Las Cataratas de Monet

Las Cataratas de Monet

Las cataratas son una nubosidad progresiva en el cristalino que produce una visión borrosa y embotada que no se puede corregir con gafas. Las cataratas son a menudo marrones, filtrando la luz que pasa a través de ellas, lo que perjudica la percepción de los colores. En casos severos, la luz azul está casi completamente bloqueada.


En 1912, a Claude Monet le diagnosticaron cataratas y le recomendaron operarse. Él se negó.

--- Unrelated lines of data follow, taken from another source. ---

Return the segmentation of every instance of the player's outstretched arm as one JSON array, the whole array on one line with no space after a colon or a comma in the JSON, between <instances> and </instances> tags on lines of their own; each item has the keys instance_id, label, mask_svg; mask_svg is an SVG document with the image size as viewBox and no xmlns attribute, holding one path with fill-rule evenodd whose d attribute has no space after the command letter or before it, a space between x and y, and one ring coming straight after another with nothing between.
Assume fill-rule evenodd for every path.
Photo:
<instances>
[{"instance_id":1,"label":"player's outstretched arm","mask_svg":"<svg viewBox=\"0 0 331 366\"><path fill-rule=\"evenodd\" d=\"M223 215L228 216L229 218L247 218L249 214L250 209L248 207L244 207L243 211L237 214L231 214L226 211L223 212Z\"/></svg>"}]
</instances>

Durante la década siguiente, su capacidad para distinguir los detalles se redujo, como documentan sus registros médicos. Es importante destacar que su visión del color también sufrió. En 1914, notó cómo los rojos le parecían opacos y sucios, y en 1918 se vio obligado a elegir los colores leyendo las etiquetas de los tubos de pintura.

El impacto visual de las cataratas de Monet se demuestra en dos pinturas hechas en el mismo lugar: el puente japonés sobre el estanque de nenúfares de su jardín. El primero, pintado diez años antes del diagnóstico de cataratas, está lleno de detalles y demuestra un uso sutil del color. Por el contrario, el segundo, pintado el año anterior a su eventual cirugía, muestra colores oscuros y lóbregos, con una ausencia casi total de azul, y una reducción dramática en el nivel de detalle.